New York, I Love You

New York, I Love You

Director: 11 Directors, including Joshua Marston, Brett Ratner, Shekhar Kapur, and Randy Balsmeyer
Starring: Chris Cooper, Robin Wright Penn, Natalie Portman, Julie Christie, James Caan, Shia LaBeouf, Emilie Ohana, Eli Wallach, Cloris Leachman, and others
Distributor: Madman Entertainment
Runtime: 103 mins. Reviewed in Nov 2011
| JustWatch |
Rating notes: Strong sexual references

This movie comes from the producer of “Paris, Je t’Aime”. It has a large cast and is directed by multiple directors, who are responsible for brief segments, ranging from 8-10 min. each. It is the second episode in the “Cities of Love” series, created and produced by Emmanuel Benbihy. Coming are Rio de Janeiro, Shanghai, and Mumbai. The short pieces interweave, and are integrated by the theme of love.

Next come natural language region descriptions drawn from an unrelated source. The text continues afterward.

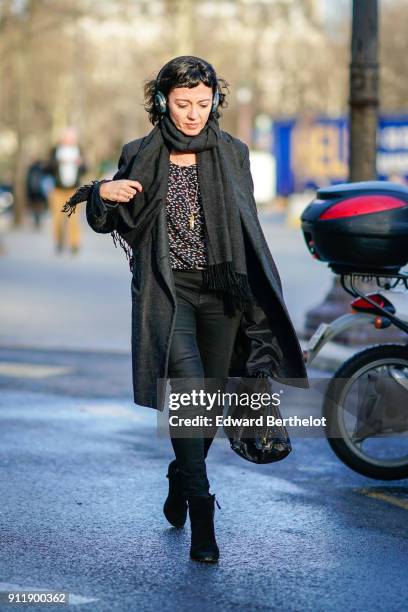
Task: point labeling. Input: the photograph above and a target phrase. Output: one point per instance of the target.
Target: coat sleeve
(102, 216)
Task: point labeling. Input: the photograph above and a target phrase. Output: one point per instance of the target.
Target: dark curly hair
(184, 71)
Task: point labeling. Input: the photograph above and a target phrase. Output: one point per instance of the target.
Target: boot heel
(203, 543)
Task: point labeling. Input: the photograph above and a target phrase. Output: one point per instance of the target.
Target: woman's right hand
(122, 190)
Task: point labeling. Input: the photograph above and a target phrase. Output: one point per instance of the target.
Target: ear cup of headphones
(216, 101)
(160, 102)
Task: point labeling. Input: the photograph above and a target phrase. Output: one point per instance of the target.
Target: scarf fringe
(117, 238)
(80, 195)
(232, 286)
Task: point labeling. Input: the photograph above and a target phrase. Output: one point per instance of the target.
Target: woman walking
(206, 295)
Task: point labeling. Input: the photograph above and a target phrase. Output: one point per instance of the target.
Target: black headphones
(160, 101)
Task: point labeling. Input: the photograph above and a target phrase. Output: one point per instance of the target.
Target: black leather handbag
(258, 443)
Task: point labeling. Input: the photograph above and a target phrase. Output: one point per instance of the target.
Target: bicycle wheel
(366, 410)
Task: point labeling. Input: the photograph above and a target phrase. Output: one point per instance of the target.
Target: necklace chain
(191, 217)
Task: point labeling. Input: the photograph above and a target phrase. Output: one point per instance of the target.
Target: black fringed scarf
(227, 272)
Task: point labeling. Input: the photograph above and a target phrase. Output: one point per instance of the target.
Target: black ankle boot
(175, 506)
(203, 544)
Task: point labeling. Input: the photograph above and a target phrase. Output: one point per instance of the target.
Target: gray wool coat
(265, 342)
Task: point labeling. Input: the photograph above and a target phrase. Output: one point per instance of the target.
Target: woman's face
(189, 108)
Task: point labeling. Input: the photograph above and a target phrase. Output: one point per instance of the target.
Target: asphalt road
(82, 471)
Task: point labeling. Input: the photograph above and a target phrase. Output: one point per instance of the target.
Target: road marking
(74, 600)
(30, 370)
(387, 497)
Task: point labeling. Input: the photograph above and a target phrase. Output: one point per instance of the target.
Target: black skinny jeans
(201, 347)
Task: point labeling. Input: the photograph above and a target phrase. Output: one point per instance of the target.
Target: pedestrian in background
(66, 166)
(37, 187)
(207, 298)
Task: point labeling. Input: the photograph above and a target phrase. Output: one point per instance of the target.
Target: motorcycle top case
(359, 226)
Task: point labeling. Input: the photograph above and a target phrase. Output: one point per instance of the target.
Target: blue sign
(313, 152)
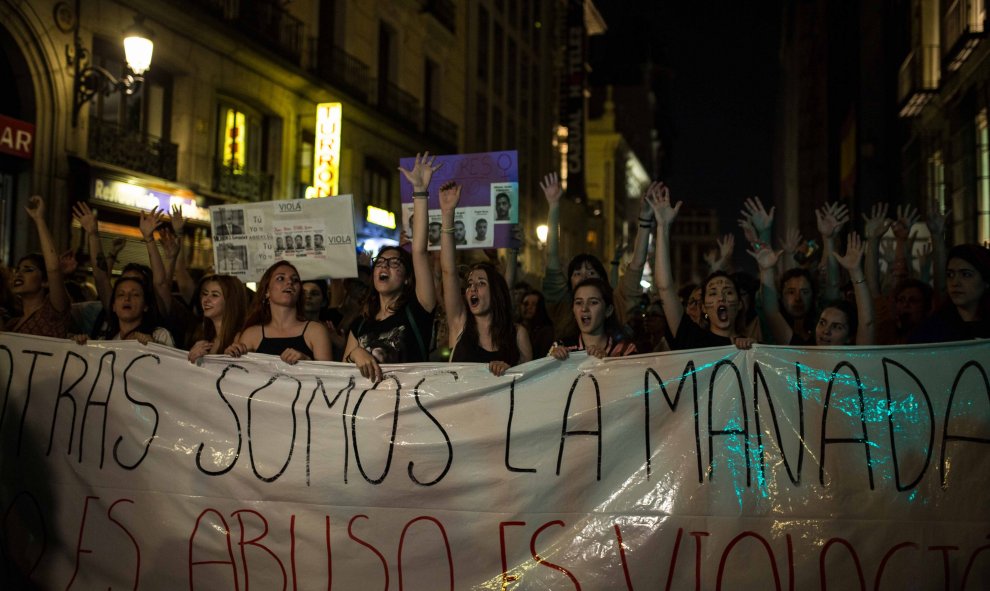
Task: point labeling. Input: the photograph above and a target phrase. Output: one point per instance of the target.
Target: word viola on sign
(771, 468)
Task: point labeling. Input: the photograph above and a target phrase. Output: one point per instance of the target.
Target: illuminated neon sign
(381, 217)
(326, 157)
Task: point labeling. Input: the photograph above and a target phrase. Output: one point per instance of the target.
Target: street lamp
(90, 80)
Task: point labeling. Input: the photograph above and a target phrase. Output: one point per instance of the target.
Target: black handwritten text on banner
(774, 468)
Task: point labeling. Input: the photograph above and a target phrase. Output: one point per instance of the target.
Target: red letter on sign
(506, 578)
(230, 551)
(537, 558)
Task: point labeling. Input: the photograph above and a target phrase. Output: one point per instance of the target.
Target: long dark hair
(150, 318)
(234, 309)
(261, 309)
(503, 328)
(373, 304)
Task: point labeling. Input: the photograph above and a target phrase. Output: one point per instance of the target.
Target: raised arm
(420, 177)
(756, 216)
(629, 289)
(453, 303)
(101, 269)
(662, 272)
(790, 244)
(180, 267)
(907, 216)
(831, 218)
(852, 262)
(875, 226)
(766, 260)
(552, 192)
(163, 285)
(56, 283)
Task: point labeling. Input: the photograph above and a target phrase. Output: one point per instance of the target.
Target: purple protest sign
(489, 203)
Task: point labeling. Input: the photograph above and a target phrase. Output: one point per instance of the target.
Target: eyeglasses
(390, 262)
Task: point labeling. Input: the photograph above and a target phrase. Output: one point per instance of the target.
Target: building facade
(227, 112)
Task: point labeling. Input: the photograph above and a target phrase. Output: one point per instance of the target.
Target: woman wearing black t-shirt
(480, 323)
(720, 298)
(397, 323)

New York, like Paris, is one of the world’s great cities, full of life, culture and energy. This is a movie that attempts to capture the city’s richness and diversity. The film includes many well known actors, who star in 11 different stories. The stories are joined together by a video-photographer (Emilie Ohana), who interacts with the characters in the film casually, and people from previous stories occasionally re-appear to lend a helping hand. The informal coming together of the stories is directed by the 11th. director, Randy Balsmeyer. Not surprisingly, some vignettes work much better than others, but New York through it all manages to look good. Each story deals with a different part of the city, and the movie offers us a collection of affectionate tributes to “the city that never sleeps”.

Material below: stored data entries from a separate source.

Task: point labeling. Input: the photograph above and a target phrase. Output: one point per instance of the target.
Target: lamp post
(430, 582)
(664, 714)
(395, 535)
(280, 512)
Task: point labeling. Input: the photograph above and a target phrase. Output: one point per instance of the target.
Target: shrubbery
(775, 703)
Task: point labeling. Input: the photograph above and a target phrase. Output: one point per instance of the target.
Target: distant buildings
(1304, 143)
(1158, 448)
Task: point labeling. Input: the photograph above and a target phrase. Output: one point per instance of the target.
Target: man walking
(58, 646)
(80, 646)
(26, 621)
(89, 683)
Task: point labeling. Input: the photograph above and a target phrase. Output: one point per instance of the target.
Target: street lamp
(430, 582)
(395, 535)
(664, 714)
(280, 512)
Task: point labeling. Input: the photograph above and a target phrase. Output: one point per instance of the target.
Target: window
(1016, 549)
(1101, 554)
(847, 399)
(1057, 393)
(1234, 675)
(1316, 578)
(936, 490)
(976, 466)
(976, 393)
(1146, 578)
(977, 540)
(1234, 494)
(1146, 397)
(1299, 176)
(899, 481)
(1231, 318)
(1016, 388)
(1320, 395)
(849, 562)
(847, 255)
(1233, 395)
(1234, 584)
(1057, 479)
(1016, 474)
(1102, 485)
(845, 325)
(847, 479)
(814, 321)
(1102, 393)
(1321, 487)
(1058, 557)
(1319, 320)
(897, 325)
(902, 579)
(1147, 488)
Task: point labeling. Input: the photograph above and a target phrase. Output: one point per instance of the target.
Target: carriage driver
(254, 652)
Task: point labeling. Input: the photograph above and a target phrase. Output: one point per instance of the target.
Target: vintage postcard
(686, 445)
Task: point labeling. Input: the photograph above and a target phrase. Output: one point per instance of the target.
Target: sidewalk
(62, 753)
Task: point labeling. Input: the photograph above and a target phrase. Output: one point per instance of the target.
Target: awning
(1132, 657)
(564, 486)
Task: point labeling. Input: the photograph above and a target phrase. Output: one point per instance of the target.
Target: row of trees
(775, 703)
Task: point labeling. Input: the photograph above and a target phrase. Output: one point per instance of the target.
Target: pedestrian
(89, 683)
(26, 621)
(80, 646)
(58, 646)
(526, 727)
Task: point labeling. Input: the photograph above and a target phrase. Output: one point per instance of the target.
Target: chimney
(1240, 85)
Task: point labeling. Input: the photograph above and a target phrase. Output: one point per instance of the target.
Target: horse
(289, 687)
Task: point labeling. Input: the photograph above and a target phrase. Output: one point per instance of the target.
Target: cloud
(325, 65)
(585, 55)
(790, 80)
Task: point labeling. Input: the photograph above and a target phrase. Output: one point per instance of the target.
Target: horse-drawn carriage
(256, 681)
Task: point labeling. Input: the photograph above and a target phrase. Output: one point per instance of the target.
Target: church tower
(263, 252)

Some of the stories that stand out include Chris Cooper’s nervous playing of a husband, whose wife (Robin Wright Penn) talks dirty to him outside a restaurant, while each pretends not to know the other; Eli Wallach’s touching depiction of a fractious and affectionate relationship he has to his equally irritable wife of 63 years (Cloris Leachman); and the attraction of a suicidal, aging opera singer (Julie Christie) to a disabled bellhop (Shia LaBeouf) in a faded luxury hotel. Each of the episodes packs a surprise ending, and aims to provide insights that have personal meaning. The basic problem with the movie as a whole is that it remains a set of individual pieces, which are integrated too loosely. The emotion of love, no matter how complex, cannot depict what characterises the city’s vibrancy. Only at times, does the film reflect the reality of survival in New York, and capture the marvellous feeling of the pride that New Yorkers have in an all-encompassing city from which many of them can’t escape. New York is not a city of people who necessarily love, or even like, each other, but it is a city of people commonly bonded in an environment that energizes them, and makes the city in which they live a place of wonder.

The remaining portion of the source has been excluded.